President Charles M. Vest saluted the MIT community for its actions and activities in the six months since the Sept. 11 terrorist attack on the United States, and reflected on future challenges revolving around privacy, openness and access to information.
"We have much to be proud of in our communal response to this point, but many issues and opportunities remain before us," Vest wrote in the MIT Faculty Newsletter for January/February.
Executive Vice President John R. Curry, chair of the Task Force on Campus Security, and Dean for Undergraduate Education Robert P. Redwine, head of the Task Force's Working Group on Information Policy and Privacy Issues, wrote on security and privacy in the same edition of the newsletter. The Vest, Curry and Redwine articles are available at /newsoffice/nr/2002/fnl/vest.html . A comprehensive article on campus security will appear in the near future in Tech Talk.
"I do not believe there is an inherent conflict between national security and an appropriately open educational environment," Vest said. "Members of the MIT community are engaged in several working groups in Washington that will help shape new laws and policies that will impinge on the activities of universities. To date, these discussions have been quite collegial. Nonetheless, we must and will remain vigilant with respect to specific proposals."
Noting that "only a few members of the MIT community" have been interviewed by law enforcement officials investigating terrorist-related activities, Vest continued: "We recommend that members of our community cooperate with legitimate investigations, but we have promulgated detailed information about the appropriate conduct of such interviews and the rights of individuals with respect to them." Copies of these guidelines are available from the International Scholars Office and the International Students Office.

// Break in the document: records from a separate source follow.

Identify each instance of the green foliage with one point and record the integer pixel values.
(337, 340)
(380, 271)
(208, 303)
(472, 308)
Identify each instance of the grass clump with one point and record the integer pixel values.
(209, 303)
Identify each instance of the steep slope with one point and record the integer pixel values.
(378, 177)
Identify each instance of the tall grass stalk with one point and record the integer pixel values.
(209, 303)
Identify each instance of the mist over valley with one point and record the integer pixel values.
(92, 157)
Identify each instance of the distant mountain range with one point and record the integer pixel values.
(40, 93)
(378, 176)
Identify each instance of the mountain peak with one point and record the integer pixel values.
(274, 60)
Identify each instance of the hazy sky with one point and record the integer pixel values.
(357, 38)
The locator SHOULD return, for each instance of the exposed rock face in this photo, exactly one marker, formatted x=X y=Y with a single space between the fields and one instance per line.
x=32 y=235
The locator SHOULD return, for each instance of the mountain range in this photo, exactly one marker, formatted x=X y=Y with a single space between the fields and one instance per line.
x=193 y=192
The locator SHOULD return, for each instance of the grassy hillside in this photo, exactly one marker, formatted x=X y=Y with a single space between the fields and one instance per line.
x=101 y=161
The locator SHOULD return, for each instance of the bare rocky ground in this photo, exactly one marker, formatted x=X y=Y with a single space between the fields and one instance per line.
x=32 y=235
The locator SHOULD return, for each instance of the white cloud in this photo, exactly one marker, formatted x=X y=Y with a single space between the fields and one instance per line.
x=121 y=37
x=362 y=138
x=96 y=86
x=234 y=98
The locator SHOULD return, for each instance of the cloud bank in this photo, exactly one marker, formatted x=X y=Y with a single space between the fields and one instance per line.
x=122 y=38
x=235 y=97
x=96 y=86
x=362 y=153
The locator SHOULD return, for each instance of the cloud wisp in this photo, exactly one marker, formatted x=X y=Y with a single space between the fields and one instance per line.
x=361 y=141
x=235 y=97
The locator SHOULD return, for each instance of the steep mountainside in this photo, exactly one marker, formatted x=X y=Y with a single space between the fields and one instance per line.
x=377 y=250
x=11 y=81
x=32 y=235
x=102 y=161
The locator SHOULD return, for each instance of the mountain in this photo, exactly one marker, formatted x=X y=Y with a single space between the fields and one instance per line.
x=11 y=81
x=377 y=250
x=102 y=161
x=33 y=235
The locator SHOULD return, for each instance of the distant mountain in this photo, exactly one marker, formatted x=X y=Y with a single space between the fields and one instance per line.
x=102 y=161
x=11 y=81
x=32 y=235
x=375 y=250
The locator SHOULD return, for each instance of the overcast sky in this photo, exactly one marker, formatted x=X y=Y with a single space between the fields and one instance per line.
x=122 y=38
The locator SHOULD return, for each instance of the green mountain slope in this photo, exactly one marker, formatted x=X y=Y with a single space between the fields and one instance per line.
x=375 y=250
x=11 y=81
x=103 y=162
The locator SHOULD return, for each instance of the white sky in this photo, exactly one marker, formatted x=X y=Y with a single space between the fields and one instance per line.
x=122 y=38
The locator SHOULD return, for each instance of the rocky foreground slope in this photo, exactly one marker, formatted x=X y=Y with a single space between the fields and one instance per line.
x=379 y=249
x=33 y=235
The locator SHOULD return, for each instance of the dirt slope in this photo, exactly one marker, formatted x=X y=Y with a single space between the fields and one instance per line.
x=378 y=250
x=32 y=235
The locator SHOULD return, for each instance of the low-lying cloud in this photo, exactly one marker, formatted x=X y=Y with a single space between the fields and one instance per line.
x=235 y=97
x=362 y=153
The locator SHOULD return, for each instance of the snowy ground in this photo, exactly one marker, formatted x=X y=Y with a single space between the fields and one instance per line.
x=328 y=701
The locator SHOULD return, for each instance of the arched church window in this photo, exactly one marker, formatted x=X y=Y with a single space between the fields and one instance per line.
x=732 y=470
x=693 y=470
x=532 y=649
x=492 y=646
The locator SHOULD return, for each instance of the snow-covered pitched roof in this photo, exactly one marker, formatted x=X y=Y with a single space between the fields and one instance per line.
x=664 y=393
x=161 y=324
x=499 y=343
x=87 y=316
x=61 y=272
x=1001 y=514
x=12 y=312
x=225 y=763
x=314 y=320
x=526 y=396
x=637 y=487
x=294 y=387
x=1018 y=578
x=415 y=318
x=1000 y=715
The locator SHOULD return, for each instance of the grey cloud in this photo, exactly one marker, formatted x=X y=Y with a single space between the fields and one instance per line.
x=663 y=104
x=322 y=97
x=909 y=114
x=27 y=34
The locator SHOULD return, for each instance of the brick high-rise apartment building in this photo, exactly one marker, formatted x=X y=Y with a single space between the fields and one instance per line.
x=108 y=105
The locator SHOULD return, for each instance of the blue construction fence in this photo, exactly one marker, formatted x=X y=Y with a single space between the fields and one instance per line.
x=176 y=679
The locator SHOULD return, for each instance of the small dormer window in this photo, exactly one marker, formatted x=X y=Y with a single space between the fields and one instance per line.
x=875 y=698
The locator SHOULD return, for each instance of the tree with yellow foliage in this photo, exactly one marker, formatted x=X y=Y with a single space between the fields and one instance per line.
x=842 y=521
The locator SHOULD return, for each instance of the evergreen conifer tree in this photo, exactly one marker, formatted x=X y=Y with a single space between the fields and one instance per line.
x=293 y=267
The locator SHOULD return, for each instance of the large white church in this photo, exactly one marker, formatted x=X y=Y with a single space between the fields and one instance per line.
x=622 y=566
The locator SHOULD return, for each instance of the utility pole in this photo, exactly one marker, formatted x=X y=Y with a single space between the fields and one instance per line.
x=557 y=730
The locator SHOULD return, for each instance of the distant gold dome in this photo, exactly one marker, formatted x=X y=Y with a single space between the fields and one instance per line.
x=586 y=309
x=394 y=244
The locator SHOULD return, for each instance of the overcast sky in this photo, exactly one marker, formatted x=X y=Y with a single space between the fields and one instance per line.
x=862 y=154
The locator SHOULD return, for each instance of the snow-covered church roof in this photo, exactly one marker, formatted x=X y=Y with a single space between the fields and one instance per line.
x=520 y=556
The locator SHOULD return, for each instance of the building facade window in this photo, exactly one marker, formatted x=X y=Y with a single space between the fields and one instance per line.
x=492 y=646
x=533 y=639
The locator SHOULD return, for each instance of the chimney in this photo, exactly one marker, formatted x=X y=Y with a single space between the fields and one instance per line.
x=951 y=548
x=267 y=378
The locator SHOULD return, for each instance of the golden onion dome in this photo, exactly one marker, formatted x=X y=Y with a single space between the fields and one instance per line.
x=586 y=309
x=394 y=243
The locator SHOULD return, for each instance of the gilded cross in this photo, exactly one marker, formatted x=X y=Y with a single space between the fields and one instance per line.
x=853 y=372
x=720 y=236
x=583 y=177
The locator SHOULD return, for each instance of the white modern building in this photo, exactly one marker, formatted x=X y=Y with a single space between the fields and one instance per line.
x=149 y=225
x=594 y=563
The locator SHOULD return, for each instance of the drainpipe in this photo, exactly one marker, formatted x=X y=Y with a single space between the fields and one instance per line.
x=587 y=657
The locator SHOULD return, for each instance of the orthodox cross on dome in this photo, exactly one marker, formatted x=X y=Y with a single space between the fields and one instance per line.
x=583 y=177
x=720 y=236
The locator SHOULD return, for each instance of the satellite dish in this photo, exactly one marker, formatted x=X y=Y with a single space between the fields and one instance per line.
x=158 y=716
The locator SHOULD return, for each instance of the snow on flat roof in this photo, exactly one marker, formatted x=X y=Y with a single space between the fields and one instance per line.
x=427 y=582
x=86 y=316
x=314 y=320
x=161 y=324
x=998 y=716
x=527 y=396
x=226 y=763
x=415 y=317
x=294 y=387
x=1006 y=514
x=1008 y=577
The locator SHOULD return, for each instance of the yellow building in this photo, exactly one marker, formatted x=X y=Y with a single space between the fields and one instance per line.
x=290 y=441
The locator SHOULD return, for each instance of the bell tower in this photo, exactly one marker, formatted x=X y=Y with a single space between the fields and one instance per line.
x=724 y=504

Vest said he had asked the Committee on Protection of Human Life and Infrastructure, co-chaired by Associate Provost Claude Canizares and Vice President for Research/Associate Provost Alice Gast, to consider the role MIT can play in using technology to help resolve crucial issues that confront society.
"This has been a dark time, and it has cried out for new understandings and action," Vest said. "I hope that we can and will provide some of them."
Vest singled out Curry, Chancellor Phillip L. Clay, Vice President Kathryn A. Willmore and Faculty Chair Stephen C. Graves for their leadership in bringing the community together in the wake of Sept.11. He also cited the housemasters, residential tutors, graduate resident assistants and others on the staff and faculty "who worked tirelessly to provide support and a sense of security" to MIT's students.
"It was the spontaneous upswelling of thoughtful actions that stands out in my mind," he said, noting the community gathering on Killian Court on Sept. 12, the Reflecting Wall, the campus Muslim community's dinners and forums, the Center for International Studies series of discussions and the students, faculty and staff who organized rallies against violence.
A version of this article appeared in MIT Tech Talk on March 13, 2002.